Several class action lawsuits have been filed against Honda for issues that make these vehicles unsafe to drive. Alleged defects include dilution of engine oil, phantom braking, transmission issues, and acceleration issues. If your Honda is included in one or more of these class action lawsuits, we can help you opt out and pursue an individual lemon lawsuit. By pursuing an individual lemon law claim, you could sue for charges specific to your situation and potentially recover a far more substantial cash settlement.

Honda Engine Oil Dilution

Honda class action lawsuit 2021 against the manufacturer was due to engine oil dilution. The Earth Dreams 1.5L direct injection engines supposedly leaked gasoline into the engine oil. The resulting engine oil dilution allegedly lead to premature wear and tear, engine stalling and other engine defects. Vehicle models named in this lawsuit include: 2019–2021 Honda CR-V, 2019–2021 Honda Civic and 2018–2021 Honda Accord.

Honda’s Collision Mitigation Braking System

Certain Honda vehicles equipped with the Honda Sensing technology suite are included in a class action lawsuit stating that some of its safety systems malfunction. The Collision Mitigation Braking System (CMBS) is an automatic emergency braking system supposed to detect objects in front of a vehicle, warn drivers and brake the vehicle, if needed. However, the CMBS allegedly detects objects that aren’t there, gives false alarms and, sometimes, brakes at random. Vehicle models named in this lawsuit include: 2016–2020 Honda Accord, 2016–2020 Honda CR-V, and 2016–2020 Honda Pilot.

Honda’s Automatic Transmission Issues

Honda has faced multiple class action lawsuits alleging that some Honda Pilot and Honda Odyssey vehicles experience issues with the automatic transmission. Examples of these issues include violent shaking, lurching, stalling and other problems.

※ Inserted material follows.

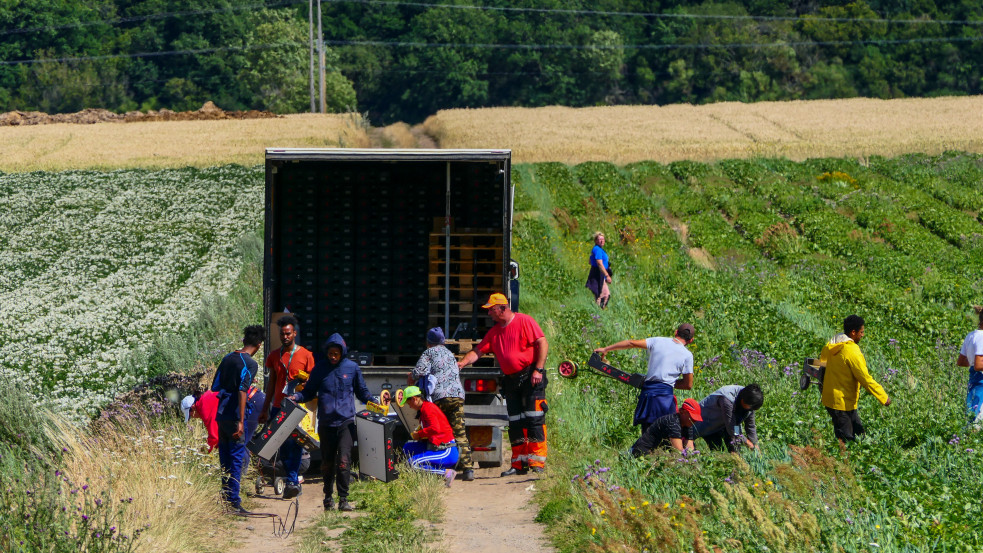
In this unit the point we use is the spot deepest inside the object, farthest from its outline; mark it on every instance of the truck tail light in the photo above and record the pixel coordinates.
(488, 385)
(480, 438)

Jerking, lurching, deteriorated transmission fluid, torque converter clutch (TCC) shuddering and other issues may appear in these Honda vehicles: 2011–2019 Honda Odyssey and 2014–2019 Honda Pilot.

Honda’s 9-speed transmissions allegedly experience similar defects, such as rough or delayed shifting, delayed acceleration, gear shifting problems, sudden or harsh acceleration and loss of power. 9-speed transmissions may cause issues in the following vehicles: 2018–2019 Odyssey, 2016–2022 Pilot, 2018–2022 Passport, 2016–2020 Acura MDX (non-hybrid) and 2015–2020 Acura TLX.

Honda Idle-Stop Acceleration Issues

Honda’s idle-stop feature automatically shuts off the engine when the brake pedal is fully applied and the vehicle is idling. The idle-stop feature is supposed to restart the engine automatically when the driver releases the brake pedal. However, a class action lawsuit alleges that the idle-stop fails to restart the engine when the brake pedal is released. As a result, the driver can’t operate the Honda vehicle. The following vehicles allegedly experience the Honda idle-stop defect: 2016–2020 Pilot, 2016–2020 Odyssey, 2016–2020 Acura TLX and MDX.